Fala-vos do meu grande amigo Luís Barreto.
O Luís Barreto da Secla. Era assim que era conhecido. São vários irmãos, todos jogavam ténis, todos são Barreto, logo a distinção para identificar-mos o Luís era acrescentando o nome da empresa onde trabalhou e que tanto amou. Se alinhavo estas letras é porque perdi um amigo. Alguém que eu muito admirava.Conheci o Luís Barreto, quando entrei no CCC (Conjunto Cénico Caldense), vindo do teatro da Escola Rafael Bordalo Pinheiro.
Percebi no imediato, como era afetuoso, para com os mais novos.
O brilho que deixava irradiar dos seus olhos, demonstrando uma alegria enorme por ver chegar gente nova ao CCC, onde a sua mulher a Estefânia Barreto, representava como poucos e tantos êxitos deu às Caldas.
Foi no tempo da sua Presidência, que se sentiu uma maior abertura à participação dos jovens, inclusive a dançar, pelas mãos do Zé Correia.
Foi no seu tempo de Presidente da Direção, que um jovem como eu participou no elenco diretivo.
Foi no seu tempo que um grupo de jovens dentro do CCC, escreveu, encenou e representou a peça “Caldas Dia a Dia”, que originou grande burburinho, tendo sido proibida de voltar a ser representada pela Pide.
Foi com ele à frente do CCC, que jovens levaram à cena a peça de teatro, proibidíssima, de Bertolt  Brecht, “A Exceção e a Regra”.
Incomodado pela pide, nunca se queixou, nunca se exibiu, mantendo aquele registo que sempre o caracterizou.
O Luís Barreto, obreiro de uma nova era que então se iniciou no CCC, teimava em não aparecer, em não se mostrar, preferindo o princípio de que tudo o que acontece nunca é obra de um mas de um grande número de pessoas.
Devo ao Luís Barreto, ter-me dado a possibilidade de ir mais alem, de ver aumentado em mim a curiosidade.
A ele se deve a recuperação da Azenha, na Quinta de St.
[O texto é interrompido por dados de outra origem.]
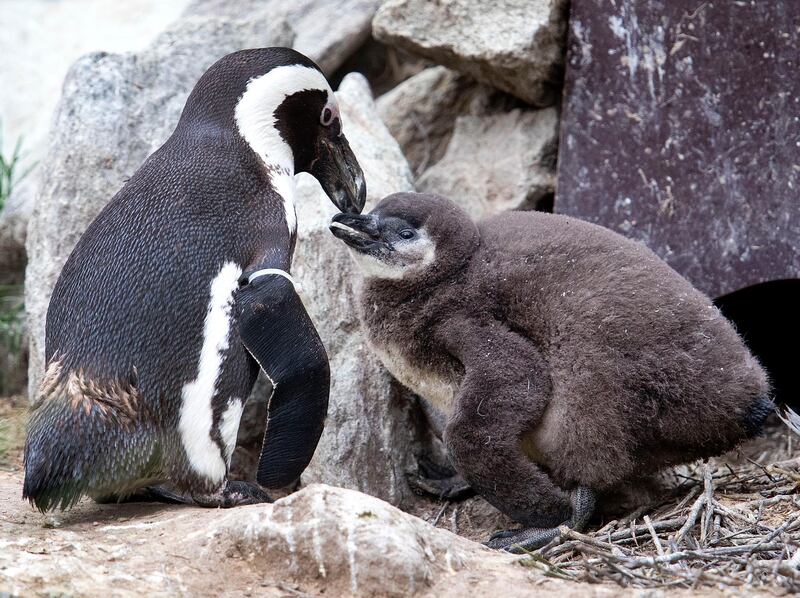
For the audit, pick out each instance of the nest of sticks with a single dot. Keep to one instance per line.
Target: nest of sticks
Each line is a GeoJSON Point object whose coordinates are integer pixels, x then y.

António, transformando aquele espaço, naquilo que todos desejávamos que fossem as nossa vidas, um espaço livre e de liberdade.
Com ele assisti ao vivo na Azenha do Inferno, ao Zeca Afonso, Adriano Correia de Oliveira, ao Padre Fanhais, Luís Cila, José Jorge Letria, Fausto, e tantos outros.
Aquele espaço foi na minha juventude a possibilidade do meu encontro com uma certa rebeldia saudável, onde pontificavam artistas, escritores, pintores, e outros intelectuais.
Foi lá que pude começar a apreciar obras plásticas do Ferreira da Siva, Figueiredo Sobral e outros.
Foi lá que pela primeira vez vi um poster com a imagem do Che Guevara.
Este espaço fantástico onde a poesia pela voz da Estefânia Barreto me abria horizontes de esperança.
Mas o Luís Barreto tinha ainda um grande coração solidário. Eu mesmo fui também beneficiário dessa veia solidária e amiga.
Cada um de nós cresce envolto num casulo cujas referências nos marcam pela vida fora.
Tenho-me como um homem feliz, pois as referências que estão no meu coração são muitas.
O Luís Barreto não foi para mim um pai, nem um irmão mais velho, nem um protetor, nem um educador, nem um mestre, ele foi o que sempre quis ser, um anónimo, um espaço, um ser, que tínhamos que descobrir, que tínhamos de encontrar, para depois desfrutar para toda a vida.
Adeus meu grande Amigo. Um grande beijo.